Clifton snapped his head around. The look in his eyes made Branson take a step back.
"Shut your mouth. Or I'll shut it for you."
Clifton stepped over the puddle and walked toward the stairs. But his mind wasn't on Branson, or the scrimmage, or even his own burning rage.
It was on the way Justice had braced himself.
Like he'd been doing it his whole life.
Clifton POV
At exactly two o'clock, the lights in the first-floor training room dimmed. Ten monitors cast harsh blue-white glows across the players' faces.
Clifton slid his noise-canceling headphones over his ears. On his screen, the operative select screen glowed. He locked in his signature defensive operative without hesitation. His in-game name burned beneath the portrait: Ash.
He rolled his right wrist, testing the tension. Black kinesiology tape wrapped the joint tightly. The dull ache was there, but he forced his brain to compartmentalize. Focus on the match. Nothing else.
First round. Pistol round. Clifton bought light shields and positioned himself at B site. The barrier dropped.
The academy team came out aggressive. Gunfire erupted at A. Buster traded kills. The round ended fast—first team won, but it was messy. Branson had overextended and nearly thrown.
Round three. First full buy. Clifton finally had his sniper rifle. He positioned himself deep in B site, scoped in on the narrow gap where attackers would have to cross.
He was hunting. Specifically, he was hunting Ember.
In his headset, Branson was barking chaotic callouts from mid. He'd died early again, forcing himself into a backseat shot-caller role.
Then the kill feed lit up.
Ember eliminated Aegis_Buster with a headshot.
Clifton's jaw tightened. Buster had been holding A main. That angle should have been safe.
"Fuck," Buster muttered. "He swung me so fast. I didn't even see him."
Clifton didn't respond. He kept his scope trained on the gap.
Footsteps. Multiple. B main.
The first attacker crossed—a blur of motion. Clifton fired. The sniper rifle's thunderous crack echoed through the map. Body dropped. One down.
But the second attacker was already through. And it was Justice.
Clifton saw the character model slide past the gap with a perfect shoulder-peek. The movement was fluid. Precise. Every pixel had a purpose.
The coffee burn. The image of Justice's red, blistering hand flashed into Clifton's mind. That suppressed cry of pain.
Clifton's right hand hesitated. A fraction of a second.
"Captain! He's pushing you! Left side!" Branson screamed in the voice channel.
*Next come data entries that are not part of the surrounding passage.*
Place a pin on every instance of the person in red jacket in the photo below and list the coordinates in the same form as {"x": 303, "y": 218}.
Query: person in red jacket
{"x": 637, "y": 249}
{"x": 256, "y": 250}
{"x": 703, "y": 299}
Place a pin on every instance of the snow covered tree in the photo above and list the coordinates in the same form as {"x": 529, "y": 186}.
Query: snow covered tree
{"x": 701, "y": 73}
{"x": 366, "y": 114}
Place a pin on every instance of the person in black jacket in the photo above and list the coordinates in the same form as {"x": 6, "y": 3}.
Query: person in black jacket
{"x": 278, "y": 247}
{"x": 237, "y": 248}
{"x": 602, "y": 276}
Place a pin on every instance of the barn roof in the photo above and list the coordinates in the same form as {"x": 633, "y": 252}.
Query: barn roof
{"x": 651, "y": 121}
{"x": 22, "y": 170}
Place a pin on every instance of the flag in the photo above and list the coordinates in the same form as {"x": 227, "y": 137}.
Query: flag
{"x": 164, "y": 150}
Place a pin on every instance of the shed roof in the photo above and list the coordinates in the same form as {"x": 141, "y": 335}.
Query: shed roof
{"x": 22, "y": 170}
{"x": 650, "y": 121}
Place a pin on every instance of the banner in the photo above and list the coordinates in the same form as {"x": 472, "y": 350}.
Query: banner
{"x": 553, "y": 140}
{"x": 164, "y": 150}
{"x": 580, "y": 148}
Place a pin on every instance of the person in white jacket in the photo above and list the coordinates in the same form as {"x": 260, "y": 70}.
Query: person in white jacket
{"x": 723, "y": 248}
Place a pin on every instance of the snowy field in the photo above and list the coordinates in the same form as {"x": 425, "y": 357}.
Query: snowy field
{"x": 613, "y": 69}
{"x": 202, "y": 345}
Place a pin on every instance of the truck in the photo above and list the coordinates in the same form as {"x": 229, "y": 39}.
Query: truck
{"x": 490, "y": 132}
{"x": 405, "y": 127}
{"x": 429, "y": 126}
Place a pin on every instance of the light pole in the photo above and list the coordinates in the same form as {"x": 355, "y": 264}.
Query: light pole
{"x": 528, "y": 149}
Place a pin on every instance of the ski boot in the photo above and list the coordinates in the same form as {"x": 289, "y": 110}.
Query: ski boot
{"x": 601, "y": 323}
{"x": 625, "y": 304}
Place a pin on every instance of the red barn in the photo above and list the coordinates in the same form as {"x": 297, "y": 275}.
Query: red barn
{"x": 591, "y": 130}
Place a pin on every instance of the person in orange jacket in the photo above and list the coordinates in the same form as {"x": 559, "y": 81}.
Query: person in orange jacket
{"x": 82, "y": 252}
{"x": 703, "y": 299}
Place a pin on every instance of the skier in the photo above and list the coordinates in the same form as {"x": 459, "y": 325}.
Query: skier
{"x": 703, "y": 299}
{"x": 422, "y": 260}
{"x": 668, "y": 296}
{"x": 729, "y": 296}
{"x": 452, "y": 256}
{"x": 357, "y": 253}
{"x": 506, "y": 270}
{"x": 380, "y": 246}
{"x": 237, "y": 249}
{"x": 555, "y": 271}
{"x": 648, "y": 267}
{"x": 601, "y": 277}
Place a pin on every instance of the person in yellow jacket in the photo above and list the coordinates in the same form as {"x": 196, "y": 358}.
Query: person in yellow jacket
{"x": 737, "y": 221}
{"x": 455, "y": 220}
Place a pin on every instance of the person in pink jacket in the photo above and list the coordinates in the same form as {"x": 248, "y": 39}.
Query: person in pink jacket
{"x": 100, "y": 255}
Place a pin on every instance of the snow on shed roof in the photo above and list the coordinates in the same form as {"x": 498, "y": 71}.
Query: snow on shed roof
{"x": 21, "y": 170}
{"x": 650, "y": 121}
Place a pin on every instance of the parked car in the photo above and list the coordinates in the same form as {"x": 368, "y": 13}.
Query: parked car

Clifton snapped back. He swung his crosshair violently left, aiming to flick onto Justice's head.
The sudden movement sent a drilling spike of agony through his wrist. A rusty nail driven into bone.
His crosshair jerked off target by pixels. He fired. The bullet grazed past Justice's shoulder and sparked against stone.
Justice didn't miss.
Two clean shots. Double-tap to the head.
Clifton's screen turned gray.
Ember eliminated Ash with a headshot.
The training room fell into deathly silence. Everyone paralyzed. The esports god had just lost a straight sniper duel to a rookie holding a rifle.
Branson's voice came through the comms, dripping with fake sympathy. "Wow, Cap. Looking a little rusty today."
Clifton took his hands off the keyboard. Stared at the gray screen.
He hadn't lost to skill. He'd lost to his own damn softness. He'd lost because he was worried about a liar's burned hand.
He looked over the top of his monitor. In the alcove by the servers, Justice was frozen. Hands off his keyboard. Staring at his own screen like he couldn't believe what he'd just done.
Next round, Clifton promised himself. I won't hesitate.